O número de catadores de recicláveis é bem maior conforme estimativa da SER: 7 mil. Parte deles atua em lixões e também são objeto do programa.
A pasta vai trabalhar com R$ 1,8 milhão para investir em cooperativas e consultorias a municípios e R$ 4,5 milhões em crédito social para equipamentos, este recursos destinado às instituições e trabalhadores.
Titular da SER, César Augusto de Sotkeviciene explicou que o trabalho já chegou a Acreúna, Anicuns, Goianira, Itapuranga, Mozarlândia, Pires do Rio, Quirinópolis, São Miguel do Araguaia, Silvânia, Vianópolis, Corumbá e Goiás.
O trabalho consiste na mobilização de prefeituras profissionais dispostos a integrar o programa. Os trabalhadores são capacitados, recebem consultoria para abertura de CNPJ, desconto na emissão do documento e apoio do Sebrae.

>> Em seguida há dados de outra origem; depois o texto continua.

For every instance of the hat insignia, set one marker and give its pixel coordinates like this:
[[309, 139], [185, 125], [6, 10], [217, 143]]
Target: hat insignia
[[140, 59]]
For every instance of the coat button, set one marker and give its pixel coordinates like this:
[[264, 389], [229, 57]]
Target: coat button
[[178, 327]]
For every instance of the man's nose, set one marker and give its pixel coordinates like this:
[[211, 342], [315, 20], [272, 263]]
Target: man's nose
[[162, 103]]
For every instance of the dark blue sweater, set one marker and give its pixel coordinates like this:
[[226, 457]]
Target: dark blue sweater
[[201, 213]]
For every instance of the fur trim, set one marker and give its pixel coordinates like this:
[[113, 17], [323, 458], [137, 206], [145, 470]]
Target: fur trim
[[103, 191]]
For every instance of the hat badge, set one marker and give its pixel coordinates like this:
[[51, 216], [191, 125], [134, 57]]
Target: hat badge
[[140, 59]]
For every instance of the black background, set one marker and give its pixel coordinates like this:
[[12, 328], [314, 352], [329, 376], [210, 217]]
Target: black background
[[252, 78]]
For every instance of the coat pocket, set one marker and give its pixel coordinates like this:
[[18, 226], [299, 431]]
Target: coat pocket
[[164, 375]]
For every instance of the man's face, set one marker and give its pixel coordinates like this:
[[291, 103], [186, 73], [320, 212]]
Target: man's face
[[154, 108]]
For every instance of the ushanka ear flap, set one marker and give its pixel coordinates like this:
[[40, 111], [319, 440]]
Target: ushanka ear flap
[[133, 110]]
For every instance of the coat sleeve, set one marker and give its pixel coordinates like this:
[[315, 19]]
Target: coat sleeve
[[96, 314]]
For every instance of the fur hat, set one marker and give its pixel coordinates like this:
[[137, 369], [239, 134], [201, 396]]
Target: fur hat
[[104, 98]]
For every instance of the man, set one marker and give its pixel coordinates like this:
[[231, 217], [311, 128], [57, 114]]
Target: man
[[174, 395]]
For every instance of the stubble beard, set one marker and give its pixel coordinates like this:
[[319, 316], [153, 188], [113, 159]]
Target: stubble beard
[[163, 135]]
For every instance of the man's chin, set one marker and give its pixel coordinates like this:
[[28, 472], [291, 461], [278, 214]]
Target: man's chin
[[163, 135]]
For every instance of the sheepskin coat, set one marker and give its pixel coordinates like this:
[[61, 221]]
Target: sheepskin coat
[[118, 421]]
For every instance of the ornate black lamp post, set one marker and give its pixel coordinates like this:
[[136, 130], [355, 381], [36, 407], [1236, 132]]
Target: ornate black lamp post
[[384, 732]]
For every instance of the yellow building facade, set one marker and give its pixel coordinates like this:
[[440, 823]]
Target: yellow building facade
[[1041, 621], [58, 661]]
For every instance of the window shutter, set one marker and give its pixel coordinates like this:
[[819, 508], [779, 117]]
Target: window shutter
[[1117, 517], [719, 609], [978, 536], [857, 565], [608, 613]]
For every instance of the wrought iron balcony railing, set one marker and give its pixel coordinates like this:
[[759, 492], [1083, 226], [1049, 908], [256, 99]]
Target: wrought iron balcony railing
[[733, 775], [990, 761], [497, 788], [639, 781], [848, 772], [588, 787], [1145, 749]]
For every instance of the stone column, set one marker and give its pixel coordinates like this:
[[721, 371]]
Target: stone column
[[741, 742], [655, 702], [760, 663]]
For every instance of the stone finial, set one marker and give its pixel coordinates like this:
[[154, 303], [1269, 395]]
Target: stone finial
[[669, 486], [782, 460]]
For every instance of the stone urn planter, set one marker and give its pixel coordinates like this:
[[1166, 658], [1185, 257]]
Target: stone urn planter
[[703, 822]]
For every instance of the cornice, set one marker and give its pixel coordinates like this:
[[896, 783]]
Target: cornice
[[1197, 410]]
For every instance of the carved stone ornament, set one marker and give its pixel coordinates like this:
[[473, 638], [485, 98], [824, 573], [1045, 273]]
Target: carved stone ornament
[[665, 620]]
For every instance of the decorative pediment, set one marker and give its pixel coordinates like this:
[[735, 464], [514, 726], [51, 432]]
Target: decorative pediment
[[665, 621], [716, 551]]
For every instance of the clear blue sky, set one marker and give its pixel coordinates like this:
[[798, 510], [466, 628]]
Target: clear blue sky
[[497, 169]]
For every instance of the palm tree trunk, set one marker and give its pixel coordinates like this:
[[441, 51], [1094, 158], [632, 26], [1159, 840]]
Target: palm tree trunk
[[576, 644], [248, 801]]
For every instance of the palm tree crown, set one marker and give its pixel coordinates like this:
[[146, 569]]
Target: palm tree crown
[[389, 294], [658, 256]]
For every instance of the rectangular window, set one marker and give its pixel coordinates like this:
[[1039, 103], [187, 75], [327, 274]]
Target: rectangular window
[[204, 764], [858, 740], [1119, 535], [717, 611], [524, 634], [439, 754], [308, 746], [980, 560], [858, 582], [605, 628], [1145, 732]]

“Após a instalação das cooperativas, nós vamos trabalhar no segundo passo. Queremos estruturar cinco grandes arranjos produtivos locais (APLs), que possam receber materiais e produzir alguma coisa, além de realizar a reciclagem”, planeja Sotkeviciene.
Fiscalização
Além do apoio social, o programa, no entendimento do Governo de Goiás, é ferramenta para a transição dos lixões para aterros sanitários.
Conforme a Secretaria de Estado do Meio Ambiente e Desenvolvimento Sustentável (Semad), há 19 aterros sanitários licenciados. No entanto, cerca de 50 municípios fazem a disposição final adequada de resíduos sólidos. Ele utilizam as estruturas vizinhas para isto. Ainda assim, o número representa apenas uma em cada cinco cidades.
Dinâmica
A adesão das empresas ao programa é obrigatória. Elas devem apresentar um Plano de Logística Reversa e Relatório de Desempenho Anual, ambos autodeclaratórios. Conforme a Semad, um sistema informatizado vai receber as informações. O cumprimento das metas será fiscalizado pelo Comitê de Logística Reversa. “O verificador de resultados também faz a auditoria das informações e das notas fiscais, garantindo a veracidade das informações e não colidência das notas fiscais.”
O descumprimento da determinação legal pode resultar em multa de R$ 5 mil a R$ 50 milhões, dependendo da gravidade de cada situação.
Goiás reciclou 15.400 toneladas em 2020 e 2021
Em 2020 e 2021, Goiás reciclou, conforme o Atlas Brasileiro da Reciclagem, 15.401 toneladas. A maior parte do material foi papel: 9.739 toneladas. Na sequência aparecem: plástico (2.881), vidro 1.928 e metal.
O papel dos coletores de rua e cooperativas é de fundamental importância para se chegar a este volume. Só o depósito do Jardim Maria Inês (leia mais na página 14) soma até 5 toneladas por mês. Lá, conforme o proprietário, a papel é o material de maior volume. No entanto, sucata representa o maior montante em toneladas.
Em Goiânia, o Programa de Coleta Seletiva tem há anos em torno de 5%, 6% de toda a coleta para a reciclagem. Em 2022, por exemplo, a coleta domiciliar, que inclui os resíduos orgânicos, recolheu 33.713 toneladas. Já a coleta seletiva só chegou a 2.127 toneladas. A meta era que a coleta seletiva já chegasse a pelo menos 30%.
Para piorar a situação, nem todo o material que é enviado às cooperativas integrantes do programa da capital podem ser aproveitados. Às vezes estão contaminados por resíduos orgânicos.